Reinforcement Learning

“Reinforcement Learning is learning what to do - how to map situations to actions - so as to maximize a numerical reward signal. The learner is not told which actions to take, but instead must discover which actions yield the most reward by trying them.”

2 main characteristics:

Trial and error search
delayed reward

there is a tradeoff between exploration and exploitation: the agent is supposed to take actions that maximize the rewards, but in order to discover the best actions, it has to explore the environment. Neither exploration nor exploitation can be pursued exclusively without failing at the task.

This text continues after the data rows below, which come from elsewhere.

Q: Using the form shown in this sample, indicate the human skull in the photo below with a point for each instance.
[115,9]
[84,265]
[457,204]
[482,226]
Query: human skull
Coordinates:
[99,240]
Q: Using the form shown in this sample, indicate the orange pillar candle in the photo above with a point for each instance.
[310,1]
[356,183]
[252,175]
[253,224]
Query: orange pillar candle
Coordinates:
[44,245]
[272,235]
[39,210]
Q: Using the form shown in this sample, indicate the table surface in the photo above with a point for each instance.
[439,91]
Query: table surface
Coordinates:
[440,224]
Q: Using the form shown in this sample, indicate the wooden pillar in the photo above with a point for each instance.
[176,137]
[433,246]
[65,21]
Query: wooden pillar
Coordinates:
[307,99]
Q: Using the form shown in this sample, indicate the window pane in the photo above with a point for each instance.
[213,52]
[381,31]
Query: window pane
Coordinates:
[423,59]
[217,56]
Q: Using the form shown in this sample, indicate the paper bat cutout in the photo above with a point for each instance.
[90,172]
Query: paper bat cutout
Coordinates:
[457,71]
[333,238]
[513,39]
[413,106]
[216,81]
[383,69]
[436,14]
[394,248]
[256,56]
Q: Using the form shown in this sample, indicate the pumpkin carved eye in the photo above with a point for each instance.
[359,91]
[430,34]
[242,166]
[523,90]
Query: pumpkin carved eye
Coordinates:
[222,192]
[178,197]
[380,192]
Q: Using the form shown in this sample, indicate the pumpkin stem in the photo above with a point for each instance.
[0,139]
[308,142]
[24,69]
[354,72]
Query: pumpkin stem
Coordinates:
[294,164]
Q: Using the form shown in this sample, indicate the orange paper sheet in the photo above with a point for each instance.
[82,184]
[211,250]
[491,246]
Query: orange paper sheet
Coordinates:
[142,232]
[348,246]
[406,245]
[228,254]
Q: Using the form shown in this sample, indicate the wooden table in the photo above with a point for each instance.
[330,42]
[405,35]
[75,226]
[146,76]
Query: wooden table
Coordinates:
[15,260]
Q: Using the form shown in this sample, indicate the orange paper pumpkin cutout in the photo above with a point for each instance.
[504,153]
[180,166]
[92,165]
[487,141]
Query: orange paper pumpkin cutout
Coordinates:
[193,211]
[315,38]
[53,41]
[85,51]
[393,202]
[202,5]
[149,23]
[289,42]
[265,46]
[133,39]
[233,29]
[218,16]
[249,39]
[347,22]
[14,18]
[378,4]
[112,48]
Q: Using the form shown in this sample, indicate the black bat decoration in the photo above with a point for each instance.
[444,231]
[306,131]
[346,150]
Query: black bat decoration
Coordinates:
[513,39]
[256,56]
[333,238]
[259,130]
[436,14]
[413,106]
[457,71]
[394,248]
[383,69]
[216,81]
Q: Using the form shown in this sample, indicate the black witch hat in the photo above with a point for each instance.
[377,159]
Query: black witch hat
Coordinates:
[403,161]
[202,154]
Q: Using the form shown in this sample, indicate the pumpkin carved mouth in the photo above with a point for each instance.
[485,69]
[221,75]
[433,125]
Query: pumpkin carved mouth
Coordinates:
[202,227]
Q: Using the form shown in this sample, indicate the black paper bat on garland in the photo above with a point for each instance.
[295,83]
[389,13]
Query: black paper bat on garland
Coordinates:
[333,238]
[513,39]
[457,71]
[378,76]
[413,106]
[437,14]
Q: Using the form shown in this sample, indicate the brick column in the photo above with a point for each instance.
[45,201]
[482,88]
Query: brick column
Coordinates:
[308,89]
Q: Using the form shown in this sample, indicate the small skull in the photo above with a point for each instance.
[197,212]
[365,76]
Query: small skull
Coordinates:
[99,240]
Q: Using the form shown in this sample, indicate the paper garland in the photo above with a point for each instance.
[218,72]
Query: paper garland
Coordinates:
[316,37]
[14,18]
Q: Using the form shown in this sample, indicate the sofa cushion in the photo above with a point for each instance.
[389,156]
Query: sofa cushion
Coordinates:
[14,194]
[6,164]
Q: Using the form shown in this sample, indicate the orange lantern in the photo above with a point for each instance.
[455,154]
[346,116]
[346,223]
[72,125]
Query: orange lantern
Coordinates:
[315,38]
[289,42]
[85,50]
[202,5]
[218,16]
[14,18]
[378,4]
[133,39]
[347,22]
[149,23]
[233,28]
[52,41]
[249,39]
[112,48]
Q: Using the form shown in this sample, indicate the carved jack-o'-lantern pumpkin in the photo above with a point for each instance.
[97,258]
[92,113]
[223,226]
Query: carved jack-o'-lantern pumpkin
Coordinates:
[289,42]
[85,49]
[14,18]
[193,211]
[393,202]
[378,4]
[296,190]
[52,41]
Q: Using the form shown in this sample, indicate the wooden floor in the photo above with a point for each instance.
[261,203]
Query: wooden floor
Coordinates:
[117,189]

Elements of Reinforcement Learning

Policy: A policy defines the learning agent’s way of behaving at a given time. It is a mapping from states to actions.
Reward signal: A reward signal defines goal in RL problem. On each time step, the env sends to the agent a single number called reward. Agent’s sole objective is to maximize the reward it gets over a long run.
Value function: Value of a state is the total amount of reward an agent can expect to accumulate over the future, starting from that state.
Model of the environment: model is something that mimics/approximates the working of the environment. For example, given a state and action, the model might predict the next state and the next reward. RL algorithms that use models and planning are called model-based methods, as opposed to simpler model-free methods which use trial and error.

Limitations and Scope

Reinforcement learning relies heavily on the concept of state – as input to the policy and value function. The state is a signal of “how the environment is at a particular time”. Most of the RL methods we consider in the book are structured around estimating value functions, but RL problems can be solved in other ways as well. For example, evolutionary algorithms or simulated annealing can be used to find good policies without estimating value functions. These methods can be advantageous when the seatch space of the policies is sufficiently small, or can be structured so that the good policies are easy to find. Moreover, they can be advantageous when the agent can’t sense the complete state of the environment or the state is misperceived.